Court Theatre brings home a Tony.
In June Court Theatre’s Charles Newell took the stage at Radio City Music Hall in New York City to receive the 2022 Regional Theatre Tony Award. In a crisp black suit and matching tie, he addressed the Broadway League and the American Theatre Wing, which had bestowed the prestigious honor. “Thank you for seeing us so clearly,” said Newell, the Marilyn F. Vitale Artistic Director, who has been at Court for almost 30 years.
Only one nonprofit company receives the coveted honor, which includes a $25,000 grant, each year. Court was recognized for its sustained artistic achievement, contributions nationally in presenting classic theater works, and its commitment to Black theater. The honor was a long time coming—there was the moment 16 years ago when the Wall Street Journal deemed Court “the most consistently excellent theater company in America”; there was the 2019 New York Times feature highlighting its adaptation of The Adventures of Augie March.
Those “national pings,” Newell says, have been a shot in the arm, but mostly he and colleagues have kept their eyes on the work in front of them, never dreaming they’d win a Tony. (“I can authentically and honestly say it was the last thing I thought would ever happen.”) From its unique vantage point at the University of Chicago and on the city’s South Side, Court has critically reexamined the classical canon, adding new works and new voices that expand the definition of what constitutes a classic while fostering closer relationships with the artists and audiences of its surrounding neighborhoods. “Name another research university that is producing as much cutting-edge, field-leading research,” Newell says. “Name another community in the United States that has generated more cultural riches.”
Court Theatre got its start—and its name—in 1955 as an outdoor summer theater whose productions took place in Hutchinson Courtyard with actors drawn largely from the Hyde Park community. By 1971 UChicago classics professor D. Nicholas Rudall, a translator of ancient Greek tragedies, took the reins as artistic director and turned Court into a professional University-based company focused on classic texts. A decade later, Court got its own ivy-covered home at Ellis Avenue and 55th Street, housing an intimate 251-seat theater space.
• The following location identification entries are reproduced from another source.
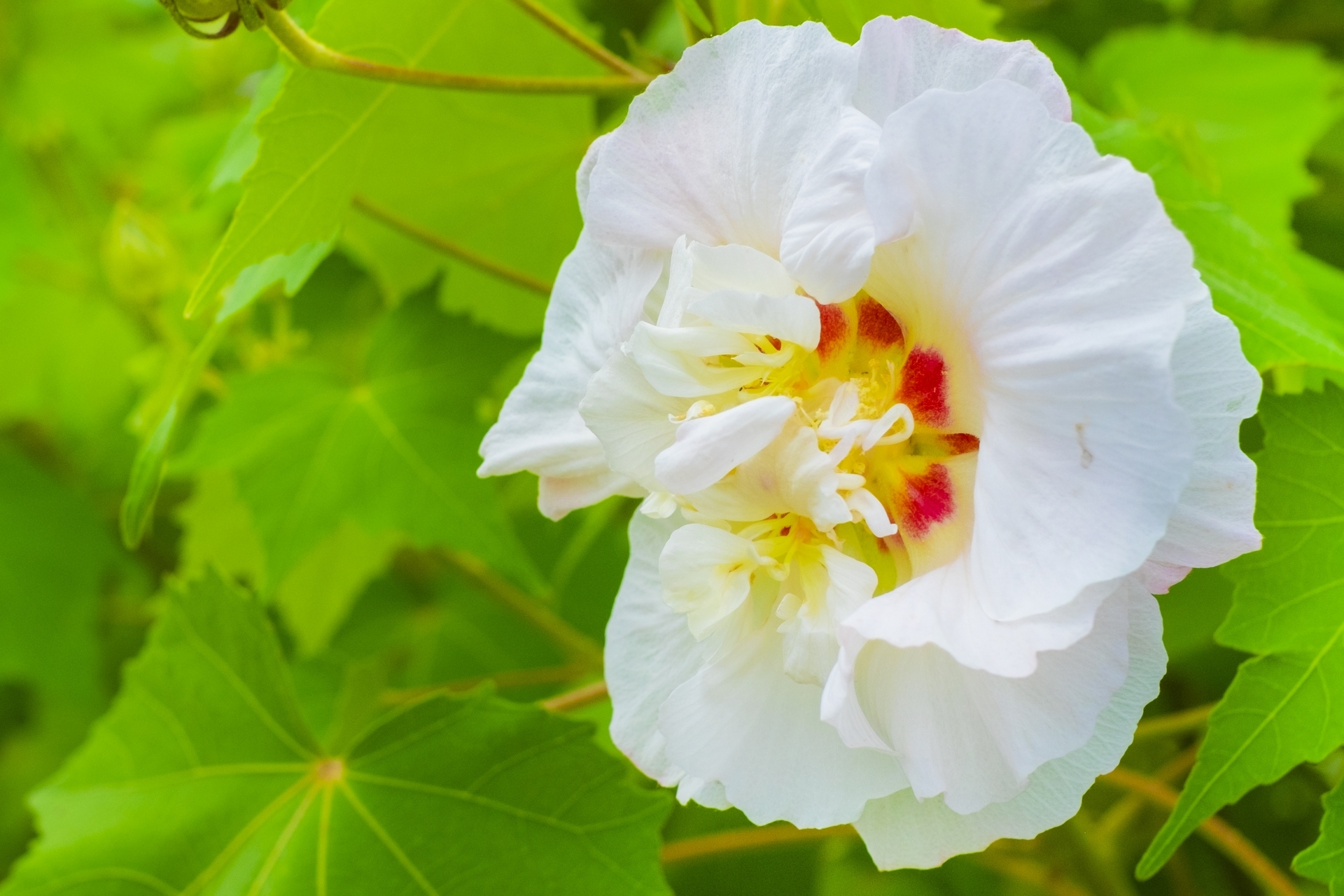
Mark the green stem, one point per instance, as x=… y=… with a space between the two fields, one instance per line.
x=1219 y=834
x=571 y=641
x=577 y=699
x=316 y=55
x=1176 y=723
x=451 y=248
x=581 y=41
Enter Charlie Newell, who joined Court in 1993 and assumed artistic leadership the following year. He has since directed more than 50 productions, won an Artistic Achievement Award from the League of Chicago Theatres and four Joseph Jefferson Awards (Chicago’s top theater honor), and been named “one of the city’s most significant artistic assets” by the Chicago Tribune.
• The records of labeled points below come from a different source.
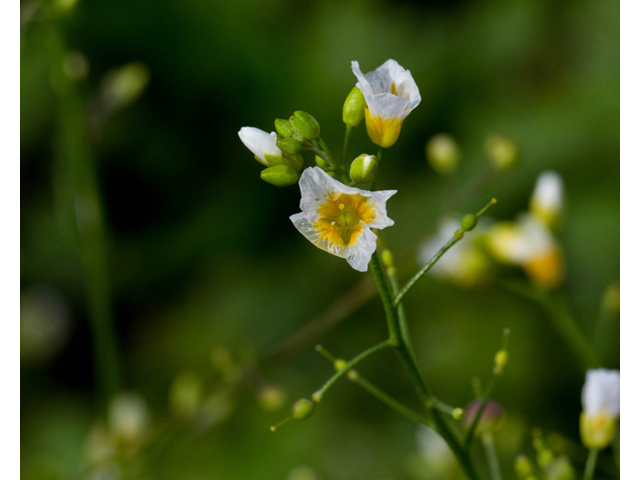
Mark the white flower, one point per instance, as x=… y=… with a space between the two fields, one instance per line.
x=547 y=199
x=464 y=263
x=601 y=392
x=262 y=144
x=339 y=219
x=600 y=407
x=391 y=94
x=530 y=244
During Newell’s tenure, Court became the official Center for Classic Theatre at the University of Chicago, partnering with faculty members who enrich its dramaturgy and inform the company’s new and more equitable vision of classic theater. “We’ve been on a decades-long journey about expanding—about challenging—the question of what is classic,” Newell says. “What are the stories that are not being told, and why? What are the voices that have been shut out?”
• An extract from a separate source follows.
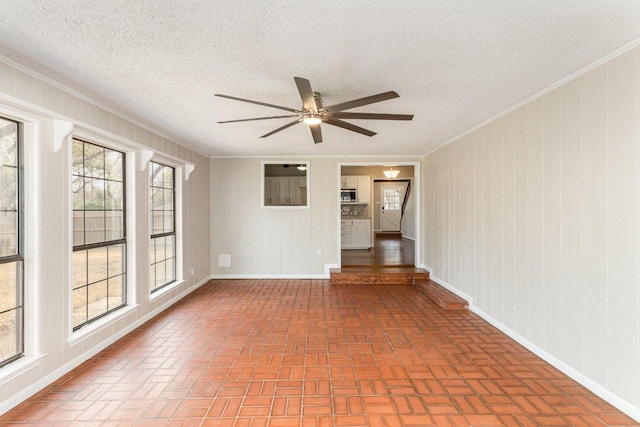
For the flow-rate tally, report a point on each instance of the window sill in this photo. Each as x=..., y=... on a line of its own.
x=165, y=290
x=99, y=325
x=20, y=366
Court has taken major strides toward achieving what Newell calls “canonical justice.” A pivotal moment came in 2005 when he invited acclaimed director Ron OJ Parson (now a Court resident artist) to direct August Wilson’s American Century Cycle, a set of 10 plays exploring the 20th-century experience of Black people in America. Since then Court has staged adaptations of classics like Ralph Ellison’s Invisible Man and Richard Wright’s Native Son; unearthed rarely produced plays by artists of color; and commissioned new works by Black playwrights. Court’s casting has made similar advances; two-thirds of its actors are artists of color—most from Chicago and many from the South Side.
The changes are accompanied by a relationship with local communities that is unprecedented in the theater’s history, Newell says. Take, for example, the Civic Actor Studio, a four-day retreat for South Side community leaders that uses theater exercises and texts to help participants harness their creativity and power. CAS alumni “have become partners of the theater,” says Court’s executive director Angel Ysaguirre, who joined in 2018. “It’s just what happens when you’re in closer relationship with people—you know them better and they know you better.” For Gabrielle Randle-Bent, who cofounded CAS and joined Court as associate artistic director this summer, these kinds of outreach efforts aren’t ancillary—they are central to the company’s mission. Community engagement, she says, “is an artistic pursuit.”
Now it’s an artistic pursuit they get to undertake with a Tony in hand. For Newell, the award represents “a glorious singular moment in the theater’s history,” but he’s already focused on the future. On the night of the Tony Awards ceremony in New York, far from the red carpet and designer couture, August Wilson’s Two Trains Running—the ninth of 10 plays in the American Century Cycle—wrapped up its monthlong run. Court hopes to complete the cycle with a production of Joe Turner’s Come and Gone in an upcoming season. They’re also preparing to workshop a newly commissioned play by Nambi E. Kelley about the life of Stokely Carmichael. That’s the work, Newell says: “What’s the art we’re going to do next, and next, and beyond?”